The American Society of Breast Surgeons said its guidelines follow a recent study published in the Journal of Clinical Oncology that found a similar rate of harmful genetic variants in breast cancer patients who did not qualify for testing under widely used recommendations (from the National Comprehensive Cancer Network) as those who did.

In its statement, the society said, “a large number of patients with pathogenic variants remain undetected and some patients and their family members may develop cancers that could have been prevented with testing under the new broader guidelines.”

Isaacs agrees. “One of the main reasons women with breast cancer choose to be tested is for the benefit of relatives, such as children and siblings. Genetic counseling helps women understand these implications.”

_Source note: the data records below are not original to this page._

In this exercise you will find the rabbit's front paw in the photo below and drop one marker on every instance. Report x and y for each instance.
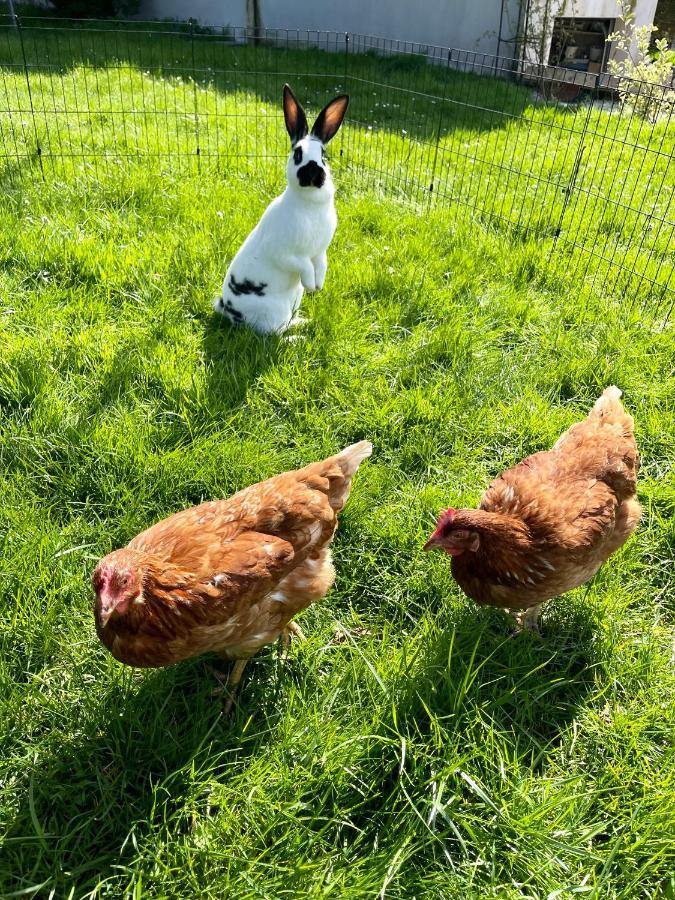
(320, 264)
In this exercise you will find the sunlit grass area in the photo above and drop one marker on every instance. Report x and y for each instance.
(412, 747)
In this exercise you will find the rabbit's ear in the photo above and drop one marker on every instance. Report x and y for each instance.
(294, 114)
(330, 118)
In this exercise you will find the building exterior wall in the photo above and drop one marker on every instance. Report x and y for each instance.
(448, 23)
(542, 14)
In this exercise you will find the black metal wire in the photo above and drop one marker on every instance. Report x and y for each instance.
(478, 133)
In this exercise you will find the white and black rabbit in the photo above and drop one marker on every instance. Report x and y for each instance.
(286, 251)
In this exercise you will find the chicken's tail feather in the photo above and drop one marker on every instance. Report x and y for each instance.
(347, 463)
(609, 409)
(351, 457)
(609, 401)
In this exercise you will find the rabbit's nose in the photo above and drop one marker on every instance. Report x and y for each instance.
(311, 175)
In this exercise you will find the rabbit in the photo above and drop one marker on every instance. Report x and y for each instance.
(285, 253)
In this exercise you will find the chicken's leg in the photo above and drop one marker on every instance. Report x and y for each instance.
(230, 683)
(528, 619)
(233, 682)
(292, 628)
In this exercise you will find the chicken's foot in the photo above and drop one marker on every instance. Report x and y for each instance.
(528, 619)
(292, 628)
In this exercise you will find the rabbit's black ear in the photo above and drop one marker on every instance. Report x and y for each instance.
(294, 114)
(330, 118)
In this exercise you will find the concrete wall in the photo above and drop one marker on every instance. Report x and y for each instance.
(466, 24)
(209, 12)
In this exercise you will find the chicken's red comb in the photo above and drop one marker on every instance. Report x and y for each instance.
(446, 517)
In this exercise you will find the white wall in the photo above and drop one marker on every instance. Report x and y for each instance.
(209, 12)
(465, 24)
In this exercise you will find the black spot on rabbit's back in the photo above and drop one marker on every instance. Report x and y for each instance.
(235, 316)
(246, 287)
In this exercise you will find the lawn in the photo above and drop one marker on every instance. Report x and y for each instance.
(412, 747)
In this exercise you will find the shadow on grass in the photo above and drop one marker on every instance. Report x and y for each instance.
(237, 357)
(88, 808)
(528, 689)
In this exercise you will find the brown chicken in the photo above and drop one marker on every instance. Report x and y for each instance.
(548, 524)
(226, 576)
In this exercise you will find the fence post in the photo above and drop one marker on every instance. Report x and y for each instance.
(342, 134)
(194, 93)
(17, 22)
(577, 163)
(440, 125)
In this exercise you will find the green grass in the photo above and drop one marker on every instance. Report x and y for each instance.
(411, 747)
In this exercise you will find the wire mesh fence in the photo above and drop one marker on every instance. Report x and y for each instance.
(483, 135)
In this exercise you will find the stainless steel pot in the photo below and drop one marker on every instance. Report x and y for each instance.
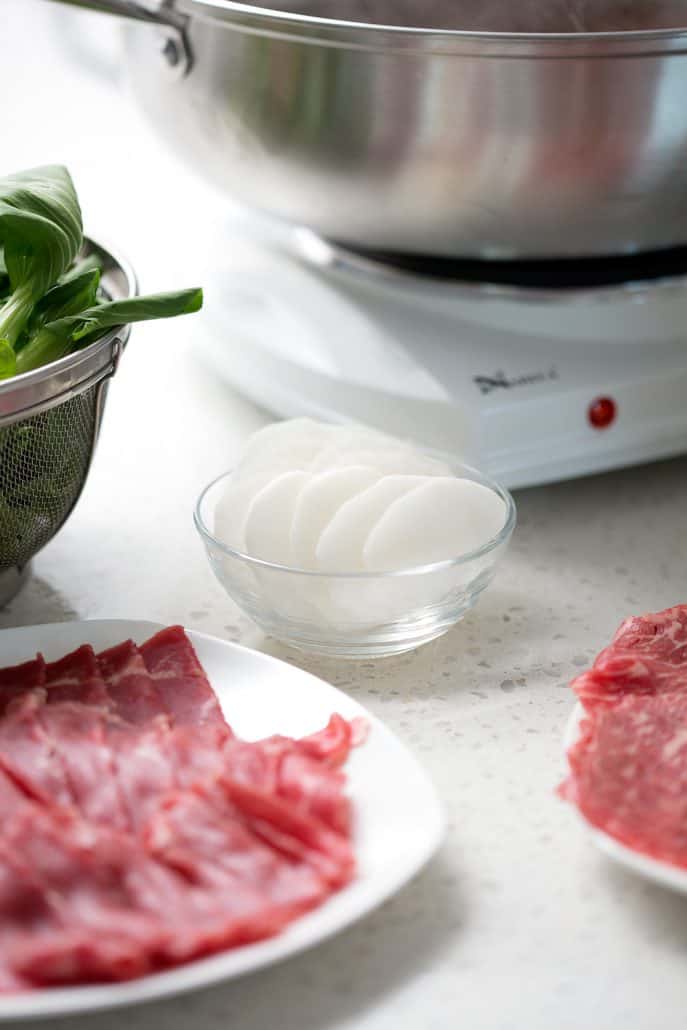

Peshkin says it is unclear whether insurance companies will cover genetic testing for this broader group of breast cancer patients. However, the cost of genetic testing has dropped significantly in the last few years. She added that some labs offer testing for dozens of cancer-risk genes for $250 or less, making it affordable for many patients.

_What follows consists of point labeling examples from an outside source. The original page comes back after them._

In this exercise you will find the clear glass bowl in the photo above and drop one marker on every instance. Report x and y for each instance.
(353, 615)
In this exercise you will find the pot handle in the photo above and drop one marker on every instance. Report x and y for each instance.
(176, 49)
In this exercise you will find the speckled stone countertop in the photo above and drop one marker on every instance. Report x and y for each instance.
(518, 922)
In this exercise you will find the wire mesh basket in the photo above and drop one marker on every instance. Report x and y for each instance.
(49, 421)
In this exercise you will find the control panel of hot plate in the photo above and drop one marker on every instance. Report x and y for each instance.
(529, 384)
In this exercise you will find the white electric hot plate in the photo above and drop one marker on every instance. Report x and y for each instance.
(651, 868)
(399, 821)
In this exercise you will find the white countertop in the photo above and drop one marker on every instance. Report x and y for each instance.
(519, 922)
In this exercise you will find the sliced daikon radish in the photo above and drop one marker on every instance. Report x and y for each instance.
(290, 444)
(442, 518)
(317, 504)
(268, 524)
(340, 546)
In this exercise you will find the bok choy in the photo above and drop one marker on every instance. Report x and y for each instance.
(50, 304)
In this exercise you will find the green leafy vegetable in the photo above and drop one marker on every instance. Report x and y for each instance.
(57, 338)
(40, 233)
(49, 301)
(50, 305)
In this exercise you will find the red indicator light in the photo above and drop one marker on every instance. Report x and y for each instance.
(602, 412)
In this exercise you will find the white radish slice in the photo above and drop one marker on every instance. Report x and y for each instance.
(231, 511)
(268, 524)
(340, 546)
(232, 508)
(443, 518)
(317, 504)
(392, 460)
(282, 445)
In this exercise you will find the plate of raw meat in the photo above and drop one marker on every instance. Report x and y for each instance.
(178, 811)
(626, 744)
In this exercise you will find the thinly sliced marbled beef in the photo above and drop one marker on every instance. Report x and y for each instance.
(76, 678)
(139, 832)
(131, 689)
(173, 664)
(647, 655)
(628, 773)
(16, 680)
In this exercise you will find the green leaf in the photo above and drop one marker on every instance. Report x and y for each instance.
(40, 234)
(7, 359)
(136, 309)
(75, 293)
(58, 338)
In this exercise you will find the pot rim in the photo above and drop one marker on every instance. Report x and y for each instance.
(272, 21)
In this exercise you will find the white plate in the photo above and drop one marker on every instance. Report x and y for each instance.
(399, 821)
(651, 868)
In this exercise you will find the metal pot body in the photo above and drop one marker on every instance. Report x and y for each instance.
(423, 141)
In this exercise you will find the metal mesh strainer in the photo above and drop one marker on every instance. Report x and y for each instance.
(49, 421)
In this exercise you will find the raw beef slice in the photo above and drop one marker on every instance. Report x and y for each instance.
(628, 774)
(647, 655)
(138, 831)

Isaacs serves as medical director of the MedStar Georgetown Cancer Institute’s cancer genetics program. She and Peshkin are the medical and education director, respectively, with the Jess and Mildred Fisher Center for Hereditary Cancer and Clinical Genomics Research at Georgetown Lombardi. The center’s faculty conduct research and education in hereditary cancer and clinical cancer genomics to leverage advancements in genomic medicine.